Teoman’ın cuma gecesi verdiği Açıkhava konserini izleyenler arasında ilginç bir karakter vardı: Ressam Nilgün.
İstisnasız her şarkı sonrası “Halleluya” diye bağırdı ressam Nilgün. Birkaç sıra arkamızdaki ressam Nilgün’ün suretini merak edip bir ara baktım. Evet, “Hindistan’dan az önce geldim” diye bağıran bir kostüm vardı üzerinde.
“Halleluya”lar ısrarla devam edince Teoman dayanamayıp tatlı bir şekilde, “Ne içtin sen?” diye sordu ressam Nilgün’e.
Onun yanıtı yine “Halleluya!” yine Halleluya!” oldu. Valla bir süre sonra biz de etkilenip “Halleluya!” demeye başladık, keyifliydi.
Konsere gelince... Teoman, geçen yıl ilk kez denediği senfoni orkestrasıyla kendi şarkılarını yorumlama işine ikinci kez kalkışmıştı.
Bu kez gayet kendinden emin, kontrollü, yüksek performanslı, romantik ve de melankolikti. Olmuştu yani.
Geçen yılki senfonik Teoman’ı izleyenler bilir. Çok az çalıştığı için konsere Teoman, yarım yamalak bir performans sergilemişti.
Bu yüzden de kendine sinirlenip mikrofon sehpasını yere atmıştı.
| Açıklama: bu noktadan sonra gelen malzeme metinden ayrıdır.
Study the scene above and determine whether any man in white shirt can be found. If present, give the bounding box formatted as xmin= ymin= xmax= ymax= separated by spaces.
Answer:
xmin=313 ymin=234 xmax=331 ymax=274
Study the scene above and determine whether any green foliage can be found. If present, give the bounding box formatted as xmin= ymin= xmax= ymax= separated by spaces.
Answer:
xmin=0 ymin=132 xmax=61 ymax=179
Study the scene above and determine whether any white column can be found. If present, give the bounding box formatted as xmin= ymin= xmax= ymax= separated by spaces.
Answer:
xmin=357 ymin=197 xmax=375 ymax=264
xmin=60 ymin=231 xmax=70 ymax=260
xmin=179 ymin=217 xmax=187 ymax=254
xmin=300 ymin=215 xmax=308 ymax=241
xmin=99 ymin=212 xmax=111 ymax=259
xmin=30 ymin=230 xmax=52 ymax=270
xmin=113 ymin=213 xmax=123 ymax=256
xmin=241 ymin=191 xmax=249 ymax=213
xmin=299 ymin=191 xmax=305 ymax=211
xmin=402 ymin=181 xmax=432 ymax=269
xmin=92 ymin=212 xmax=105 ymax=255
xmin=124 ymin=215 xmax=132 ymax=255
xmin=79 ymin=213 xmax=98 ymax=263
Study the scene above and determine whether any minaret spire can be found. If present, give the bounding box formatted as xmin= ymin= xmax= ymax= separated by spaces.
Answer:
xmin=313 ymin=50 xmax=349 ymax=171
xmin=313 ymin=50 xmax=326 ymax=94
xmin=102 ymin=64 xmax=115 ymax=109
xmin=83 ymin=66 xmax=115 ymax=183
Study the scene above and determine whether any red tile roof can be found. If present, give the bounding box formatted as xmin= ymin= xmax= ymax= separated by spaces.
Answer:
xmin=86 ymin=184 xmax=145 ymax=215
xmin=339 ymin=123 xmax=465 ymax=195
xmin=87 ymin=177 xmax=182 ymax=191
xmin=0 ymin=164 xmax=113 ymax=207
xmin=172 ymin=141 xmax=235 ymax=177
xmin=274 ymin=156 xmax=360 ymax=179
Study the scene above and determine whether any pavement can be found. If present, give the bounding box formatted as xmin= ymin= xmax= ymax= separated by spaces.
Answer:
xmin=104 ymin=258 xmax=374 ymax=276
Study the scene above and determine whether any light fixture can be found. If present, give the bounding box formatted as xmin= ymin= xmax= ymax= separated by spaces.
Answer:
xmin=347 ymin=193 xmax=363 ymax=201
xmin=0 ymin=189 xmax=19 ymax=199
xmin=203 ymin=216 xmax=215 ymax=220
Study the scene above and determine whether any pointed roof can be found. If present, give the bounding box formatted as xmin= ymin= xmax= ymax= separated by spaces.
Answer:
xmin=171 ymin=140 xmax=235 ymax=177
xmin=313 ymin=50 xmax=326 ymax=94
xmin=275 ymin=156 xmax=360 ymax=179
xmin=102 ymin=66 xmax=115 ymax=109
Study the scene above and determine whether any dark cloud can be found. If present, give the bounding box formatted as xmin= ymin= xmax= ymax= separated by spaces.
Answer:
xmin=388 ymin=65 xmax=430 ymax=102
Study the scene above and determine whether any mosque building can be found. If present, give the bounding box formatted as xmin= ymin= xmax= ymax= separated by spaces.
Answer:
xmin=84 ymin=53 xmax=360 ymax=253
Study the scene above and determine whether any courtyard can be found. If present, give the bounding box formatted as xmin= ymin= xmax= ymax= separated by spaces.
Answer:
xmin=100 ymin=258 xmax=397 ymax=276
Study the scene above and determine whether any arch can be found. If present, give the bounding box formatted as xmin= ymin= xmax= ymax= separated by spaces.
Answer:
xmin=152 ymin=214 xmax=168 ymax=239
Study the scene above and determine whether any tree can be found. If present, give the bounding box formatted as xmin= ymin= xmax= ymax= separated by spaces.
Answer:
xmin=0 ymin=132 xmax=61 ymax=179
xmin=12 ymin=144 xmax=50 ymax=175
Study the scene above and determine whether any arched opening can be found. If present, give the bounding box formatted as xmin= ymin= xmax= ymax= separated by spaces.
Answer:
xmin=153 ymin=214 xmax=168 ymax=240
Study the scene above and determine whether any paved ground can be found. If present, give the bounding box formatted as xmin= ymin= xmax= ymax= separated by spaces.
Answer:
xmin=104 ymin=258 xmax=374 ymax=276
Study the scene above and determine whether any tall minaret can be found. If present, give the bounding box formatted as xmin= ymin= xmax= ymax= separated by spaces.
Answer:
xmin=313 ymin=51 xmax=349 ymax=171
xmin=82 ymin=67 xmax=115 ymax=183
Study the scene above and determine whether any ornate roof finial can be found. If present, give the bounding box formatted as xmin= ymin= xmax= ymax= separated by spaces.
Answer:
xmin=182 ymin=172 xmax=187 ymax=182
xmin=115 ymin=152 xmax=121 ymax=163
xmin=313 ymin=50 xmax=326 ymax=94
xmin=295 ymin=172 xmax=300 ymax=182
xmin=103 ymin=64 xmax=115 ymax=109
VE BİR “KENAN” NOTU: Cumartesi gecesi yapılan Kenan Doğulu konserinden de bahsetmeden olmaz. Gerçekten çok şanslı bir adam, Kenan. Seyircisi neredeyse konser boyu hep ayaktaydı, hep şarkılarına eşlik ediyordu. Özellikle konserin ikinci yarısında.
Sahne kenarındaki dev doberman heykelleri de çok gergin ama şıktı. Kenan’ın kıyafetlerini tasarlayan Ceyda Balaban ilgilenmiş bizzat dobermanlarla. Bu arada, meğer Ceyda da Türkçe Vogue için teklif alanlardanmış! Londra’da görüşmüş Vogue’cularla. “Yayın yönetmenliği olmadı ama başka bir proje için beraber çalışacağız” diyordu.
İnanılmaz: Mayınlı gaf
Olayı Cenk Eren anlattı. Bizzat kulaklarıyla duymuş.
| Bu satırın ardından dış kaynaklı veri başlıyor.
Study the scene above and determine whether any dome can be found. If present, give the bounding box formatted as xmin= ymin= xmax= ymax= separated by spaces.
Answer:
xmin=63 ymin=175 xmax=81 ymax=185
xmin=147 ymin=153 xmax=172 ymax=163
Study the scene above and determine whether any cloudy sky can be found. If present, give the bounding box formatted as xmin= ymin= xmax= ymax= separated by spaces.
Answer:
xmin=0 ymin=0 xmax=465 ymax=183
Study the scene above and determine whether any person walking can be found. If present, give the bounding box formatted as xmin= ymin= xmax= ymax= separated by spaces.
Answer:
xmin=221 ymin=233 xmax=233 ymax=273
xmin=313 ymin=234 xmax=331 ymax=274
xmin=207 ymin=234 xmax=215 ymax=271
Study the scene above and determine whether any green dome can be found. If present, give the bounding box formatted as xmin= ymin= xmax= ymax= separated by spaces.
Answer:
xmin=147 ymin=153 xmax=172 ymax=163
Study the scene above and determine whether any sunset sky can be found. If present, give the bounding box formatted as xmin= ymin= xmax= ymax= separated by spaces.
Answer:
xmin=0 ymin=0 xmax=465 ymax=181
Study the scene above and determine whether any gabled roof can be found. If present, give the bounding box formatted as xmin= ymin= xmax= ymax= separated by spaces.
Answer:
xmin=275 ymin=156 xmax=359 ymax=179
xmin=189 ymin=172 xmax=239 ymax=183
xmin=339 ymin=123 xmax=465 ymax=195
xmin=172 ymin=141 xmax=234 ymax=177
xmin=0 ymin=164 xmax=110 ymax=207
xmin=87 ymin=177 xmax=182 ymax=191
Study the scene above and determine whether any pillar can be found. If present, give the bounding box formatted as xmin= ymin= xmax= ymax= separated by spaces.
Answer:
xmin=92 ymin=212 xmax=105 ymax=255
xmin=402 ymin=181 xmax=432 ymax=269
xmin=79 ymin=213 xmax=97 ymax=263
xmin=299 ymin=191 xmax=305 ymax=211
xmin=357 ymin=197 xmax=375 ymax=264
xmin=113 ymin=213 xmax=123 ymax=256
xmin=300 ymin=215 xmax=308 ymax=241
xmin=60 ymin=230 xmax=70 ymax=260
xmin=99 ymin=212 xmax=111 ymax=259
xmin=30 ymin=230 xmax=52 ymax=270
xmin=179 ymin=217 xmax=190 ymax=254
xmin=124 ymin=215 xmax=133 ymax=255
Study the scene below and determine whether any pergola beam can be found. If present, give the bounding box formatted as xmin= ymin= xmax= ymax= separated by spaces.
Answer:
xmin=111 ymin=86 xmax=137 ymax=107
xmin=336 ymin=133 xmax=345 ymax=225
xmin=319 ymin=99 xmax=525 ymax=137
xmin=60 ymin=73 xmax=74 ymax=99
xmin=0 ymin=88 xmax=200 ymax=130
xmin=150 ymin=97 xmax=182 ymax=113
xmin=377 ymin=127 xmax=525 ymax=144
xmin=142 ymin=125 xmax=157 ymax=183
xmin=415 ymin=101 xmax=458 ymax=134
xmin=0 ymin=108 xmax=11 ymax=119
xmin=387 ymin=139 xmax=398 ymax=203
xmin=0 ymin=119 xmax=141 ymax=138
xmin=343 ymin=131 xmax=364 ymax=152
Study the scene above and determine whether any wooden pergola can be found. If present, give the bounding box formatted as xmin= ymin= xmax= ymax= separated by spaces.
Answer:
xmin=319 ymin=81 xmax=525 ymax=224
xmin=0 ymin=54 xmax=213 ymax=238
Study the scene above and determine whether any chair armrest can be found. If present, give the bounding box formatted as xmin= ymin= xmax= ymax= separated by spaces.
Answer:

Duyunca da inanamamış tabii. Biri çok meşhur (sunucu-aynı zamanda dizilerde oynayan) ünlü kadın, arkadaşlarıyla konuşurken konu mayınlar yüzünden ölen askerlerimize gelmiş.
Ve oradan da tabii mayınların temizlenmesi mevzusuna.
En meşhur olan ünlü demiş ki, “Temizlemesinler bence mayınları”.
Haliyle diğerleri “Neden?” diye sormuş, merak etmişler.
Bizimki de şöyle yanıt vermiş, “Oradan filler, aslanlar da geçiyor, en azından onları engeller mayınlar!”
Cenk bana anlattığında bu diyaloğu, “Yok artık bu kadar da olamaz” dedim.
Yeminler etti, kulağımla duydum dedi, “ınan ben de şoke oldum”.
Bence bu hadise Cenk’in daha önce bahsettiği, “Bazıları El-Kaide’yi modacı sanır” açıklamasından da, benim bir ara yazdığım “komünist ülke Amsterdam” gafını da kat be kat aşan bir şey.
Tarihe geçer bu, cidden inanılmaz.
Serdar Ortaç Ulus 29’da çıktı!
Evet, Metin Fadıllıoğlu’nun kendine has bir çizgisi olan ünlü mekanında cuma gecesi Serdar Ortaç çıktı! Peki bu nasıl oldu?
Tabii ki zengin bir Rus işadamı sayesinde!
Zaten Ruslar paralarıyla artık her istediklerini yapıyorlar; hani sıktılar bıktırdılar bu gösteriş meraklarıyla...
Cuma gecesi de işte, Rus işadamlarından biri Ulus 29’u kapattı.
Sırf kızının doğum gününü kutlamak için.
Serdar Ortaç’ı da bu yüzden çağırdılar. Kızın doğum günü partisinde şarkı söylesin diye.
Böylece, daha önce Türkçe pop bir simanın sahne aldığına şahit olmadığımız Ulus 29’da bir ilk gerçekleşmiş oldu.